The pharmaceutical compositions disclosed herein may be applied in various manners. Thus, for example, these compositions may be applied as oral, transdermal, transmucosal, intravenous or injected treatments, or via cell-based drug delivery systems. Moreover, these compositions may be applied in a single dose, multi-dose or controlled release fashion.

The pharmaceutical compositions disclosed herein may be manufactured as tablets, liquids, gels, foams, ointments or powders. In some embodiments, these compositions may be applied as microparticles or nanoparticles.
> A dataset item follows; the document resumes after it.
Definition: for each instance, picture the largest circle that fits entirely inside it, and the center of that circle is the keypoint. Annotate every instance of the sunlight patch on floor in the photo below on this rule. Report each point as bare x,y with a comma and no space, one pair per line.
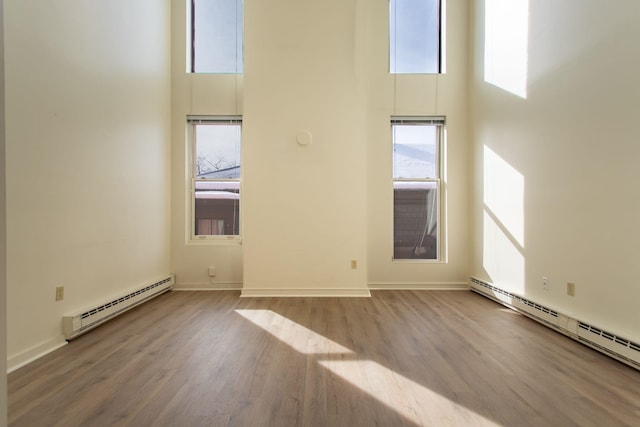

Various types of cancer may be treated with the compositions and methodologies disclosed herein. These include, without limitation, breast cancer, lung cancer (including small cell lung cancer), colorectal cancer, skin cancer, multiple myeloma, prostrate cancer, bone cancer, brain tumors, carcinoid tumors, cervical cancer, ductal carcinoma, endometrial cancer, esophageal cancer, gastric cancer, gastrointestinal stromal tumor (gist), HER2-positive breast cancer, islet cell tumors, juvenile polyposis syndrome, kidney cancer, laryngeal cancer, leukemia (including acute lymphoblastic leukemia, acute lymphocytic (all), acute myeloid (aml), chronic lymphocytic (cll), chronic myeloid (cml), and child and adult lukemia), liver cancer, lobular carcinoma, lymphoma (including both Hodgkin's and non-Hodgkin's), malignant glioma, melanoma, meningioma, myelodysplastic syndrome (mds), nasopharyngeal cancer, neuroendocrine tumors, oral cancer, osteosarcoma, ovarian cancer, pancreatic cancer, pancreatic neuroendocrine tumors, parathyroid cancer, penile cancer, peritoneal cancer, Peutz-Jeghers syndrome, pituitary gland tumor, polycythemia vera, renal cell carcinoma, retinoblastoma, salivary gland cancer, sarcoma, sarcoma-kaposi, skin cancer, small intestine cancer, stomach cancer, testicular cancer, thymoma, thyroid cancer, uterine (endometrial) cancer, vaginal cancer, and Wilms' tumors.

The above description of the present invention is illustrative, and is not intended to be limiting. It will thus be appreciated that various additions, substitutions and modifications may be made to the above described embodiments without departing from the scope of the present invention. Accordingly, the scope of the present invention should be construed in reference to the appended claims. For convenience, some features of the claimed invention may be set forth separately in specific dependent or independent claims. However, it is to be understood that these features may be combined in various combinations and subcombinations without departing from the scope of the present disclosure. By way of example and not of limitation, the limitations of two or more dependent claims may be combined with each other without departing from the scope of the present disclosure.